Mais, insiste Mgr Morerod, l’annonce ne suffit pas: «Il faut accepter de croire! Cela implique la grâce, mais elle nous donne la possibilité d’un choix libre (…) Avec saint Augustin, saint Thomas peut donc dire qu’on ne peut croire qu’en le voulant. Dans ces conditions, s’il est normal pour un croyant de désirer faire partager sa foi, vouloir l’imposer à qui ne la veut pas irait contre la nature même de l’acte de foi, qui est nécessairement libre. Et cela convient bien à une foi qui doit mener à l’amour de Dieu, qui est le but de l’annonce: on ne peut aimer que ce qu’on connaît, et il est beau de connaître Dieu!».

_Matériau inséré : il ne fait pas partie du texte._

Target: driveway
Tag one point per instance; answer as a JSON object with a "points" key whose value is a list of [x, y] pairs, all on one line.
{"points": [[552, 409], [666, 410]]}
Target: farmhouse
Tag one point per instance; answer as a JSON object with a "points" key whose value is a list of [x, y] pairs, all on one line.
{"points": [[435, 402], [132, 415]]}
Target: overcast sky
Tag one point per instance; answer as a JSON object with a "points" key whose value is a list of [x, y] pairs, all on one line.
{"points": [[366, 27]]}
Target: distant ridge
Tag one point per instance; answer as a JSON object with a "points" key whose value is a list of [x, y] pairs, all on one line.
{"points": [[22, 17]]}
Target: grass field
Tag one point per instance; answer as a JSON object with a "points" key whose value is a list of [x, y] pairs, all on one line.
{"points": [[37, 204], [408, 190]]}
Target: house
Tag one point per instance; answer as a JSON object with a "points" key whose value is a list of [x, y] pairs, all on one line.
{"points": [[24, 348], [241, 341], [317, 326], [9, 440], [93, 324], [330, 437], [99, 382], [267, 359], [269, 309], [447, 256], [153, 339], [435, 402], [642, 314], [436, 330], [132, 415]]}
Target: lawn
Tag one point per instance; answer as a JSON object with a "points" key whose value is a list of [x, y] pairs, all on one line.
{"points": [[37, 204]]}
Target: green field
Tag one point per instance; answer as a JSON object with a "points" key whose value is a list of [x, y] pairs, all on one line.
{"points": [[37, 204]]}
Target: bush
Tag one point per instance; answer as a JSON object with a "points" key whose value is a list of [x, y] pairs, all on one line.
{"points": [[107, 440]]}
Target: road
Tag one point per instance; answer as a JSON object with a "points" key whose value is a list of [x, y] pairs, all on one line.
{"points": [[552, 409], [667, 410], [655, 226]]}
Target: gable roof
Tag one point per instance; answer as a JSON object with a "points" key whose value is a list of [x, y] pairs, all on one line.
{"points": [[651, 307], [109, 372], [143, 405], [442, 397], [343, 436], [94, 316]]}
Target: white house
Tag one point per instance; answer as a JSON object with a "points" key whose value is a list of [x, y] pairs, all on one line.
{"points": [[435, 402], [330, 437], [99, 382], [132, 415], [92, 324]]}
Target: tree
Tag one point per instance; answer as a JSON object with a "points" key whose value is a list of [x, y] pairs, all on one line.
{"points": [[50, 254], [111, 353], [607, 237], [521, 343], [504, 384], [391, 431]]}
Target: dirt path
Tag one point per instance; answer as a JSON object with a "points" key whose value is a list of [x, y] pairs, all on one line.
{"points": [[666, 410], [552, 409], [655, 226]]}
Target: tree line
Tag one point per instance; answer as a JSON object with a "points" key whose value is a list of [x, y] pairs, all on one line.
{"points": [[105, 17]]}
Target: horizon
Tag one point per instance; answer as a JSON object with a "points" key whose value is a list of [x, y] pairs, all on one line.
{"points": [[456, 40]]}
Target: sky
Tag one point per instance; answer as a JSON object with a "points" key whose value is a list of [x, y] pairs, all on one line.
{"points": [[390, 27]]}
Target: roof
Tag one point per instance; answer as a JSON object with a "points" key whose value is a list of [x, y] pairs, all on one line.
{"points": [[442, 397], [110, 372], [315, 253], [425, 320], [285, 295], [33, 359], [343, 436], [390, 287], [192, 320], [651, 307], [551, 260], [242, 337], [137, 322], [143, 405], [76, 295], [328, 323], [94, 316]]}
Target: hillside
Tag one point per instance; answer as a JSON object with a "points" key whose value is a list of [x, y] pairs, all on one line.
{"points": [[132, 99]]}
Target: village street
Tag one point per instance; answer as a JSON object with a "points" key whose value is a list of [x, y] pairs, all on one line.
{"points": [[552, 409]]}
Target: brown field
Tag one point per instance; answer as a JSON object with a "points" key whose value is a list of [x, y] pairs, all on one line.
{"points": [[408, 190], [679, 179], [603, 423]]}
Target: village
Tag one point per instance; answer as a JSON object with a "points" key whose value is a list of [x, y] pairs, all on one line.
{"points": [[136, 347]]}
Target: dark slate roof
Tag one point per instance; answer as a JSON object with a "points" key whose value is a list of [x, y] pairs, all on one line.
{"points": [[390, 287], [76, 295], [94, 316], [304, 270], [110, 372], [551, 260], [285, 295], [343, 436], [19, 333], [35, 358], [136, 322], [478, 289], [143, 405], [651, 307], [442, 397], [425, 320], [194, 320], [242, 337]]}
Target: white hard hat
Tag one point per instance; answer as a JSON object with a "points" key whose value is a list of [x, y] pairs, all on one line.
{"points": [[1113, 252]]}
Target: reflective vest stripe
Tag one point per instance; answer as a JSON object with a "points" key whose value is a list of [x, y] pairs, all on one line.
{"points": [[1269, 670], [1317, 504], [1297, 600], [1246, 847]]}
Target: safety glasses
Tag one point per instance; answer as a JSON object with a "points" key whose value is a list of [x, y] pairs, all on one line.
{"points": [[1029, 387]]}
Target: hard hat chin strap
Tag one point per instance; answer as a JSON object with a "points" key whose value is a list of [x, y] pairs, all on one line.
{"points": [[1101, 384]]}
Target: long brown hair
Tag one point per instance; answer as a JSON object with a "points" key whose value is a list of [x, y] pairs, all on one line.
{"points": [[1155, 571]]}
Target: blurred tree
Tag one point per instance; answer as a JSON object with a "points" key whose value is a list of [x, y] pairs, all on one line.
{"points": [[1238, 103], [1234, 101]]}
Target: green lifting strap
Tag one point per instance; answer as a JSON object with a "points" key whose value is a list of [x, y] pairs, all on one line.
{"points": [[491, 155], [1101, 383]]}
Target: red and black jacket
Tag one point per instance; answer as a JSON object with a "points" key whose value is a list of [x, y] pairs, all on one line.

Mgr Morerod participait à ce Forum organisé du 13 au 15 octobre par la Faculté de théologie de Fribourg, qui avait pour thème «800 ans de mission et dialogue interreligieux dans la tradition dominicaine». Ce colloque, organisé à l’occasion du VIIIe centenaire de l’Ordre des frères prêcheurs, joue un rôle actif à la Faculté de théologie. Il a permis de dégager, durant ces trois jours, les principales étapes de la fondation et de l’évolution des dominicains, du XIIIe siècle à nos jours.
Une centaine de personnes – agents pastoraux de toute la Suisse, étudiants et professeurs de l’Université – s’étaient inscrites pour ce Forum, sans compter les auditeurs venus écouter telle ou telle conférence, précise Mariano Delgado, directeur de l’Institut pour les religions et le dialogue interreligieux (IRD). L’IRD était co-organisateur de l’évènement avec le Centre d’études pastorales comparées (CEPC) et la Chaire d’Histoire de l’Eglise.
Une vingtaine d’historiens, de spécialistes de l’Ordre des dominicains et de théologiens de la pastorale et de la missiologie venus de divers pays, appartenant ou non à la tradition dominicaine, ont traité, lors de conférences et débats en allemand, en français et en anglais, des divers engagements de l’Ordre de saint Dominique.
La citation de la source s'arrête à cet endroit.